Labour Party sources stated that she never had official backing for what was a strictly private action.
Barbara Watkins was appointed to the post of Junior Home Office Minister in 1997 KAVANAGH: A life ruined.
A couple of hours in a Hastings guest house.
Career, reputation, self-esteem.
For what? The comfort of strangers.
But child abuse is child abuse.
That's what Chief Inspector Kelso said.
He had the law on his side so he must be right.
What'll happen to her, I wonder? She'll disappear into discredited obscurity.
And Philip Boxer will no doubt go back to a life of petty crime.
Meanwhile, you and I will carry on trying to turn infinite shades of grey into black and white.
FOXCOTT: No-one will criticise you for refusing instructions under the circumstances, least of all me, James.
FOXCOTT: She wouldn't have instructed you unless she thought you were the best.
(Phone rings) TOM: Hello? Yes? He wants to see you, yeah.
So if you can come in (Tom laughs) Yes.
Don't worry.
Yeah, I'll have someone on it first thing.
Bye.
- Off home, sir? - Um Oh, yes, thank you very much.
Well, mind how you go in those bus lanes.
What? Shame.
There's a case here right up your street.
Big juicy fraud.
At least three months.
York.
Lovely spot.
Oh, well.
- Do you think Mr Foxcott would fancy that? - No, no, no, I'll do it.
No, you're right.
Right up my street.
What about your mother, sir? FOXCOTT: You'll be up for it soon.
Do you fancy the job? KAVANAGH: It's an honour.
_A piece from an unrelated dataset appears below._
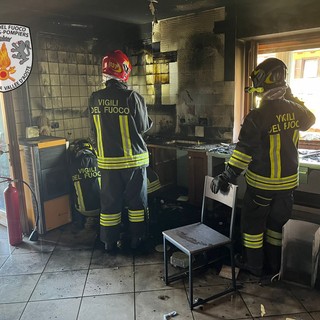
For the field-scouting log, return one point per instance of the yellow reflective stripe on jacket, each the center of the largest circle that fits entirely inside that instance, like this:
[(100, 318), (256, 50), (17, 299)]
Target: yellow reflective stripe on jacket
[(274, 152), (239, 160), (253, 241), (265, 183), (274, 238), (132, 161), (81, 206), (96, 119), (125, 135), (296, 137), (110, 220), (136, 215)]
But no doubt he'll stay miles away from me.
Come in.
Um, I'm not interrupting, am I? No, not at all, no.
Well, I just wanted to say that Um, well, you know, I've I've not always been entirely open about things.
And I want you both to know that um well, simply that you two are as it were I value what you both give.
Good.
Well, I'd better be off.
I don't think I've ever heard him so articulate.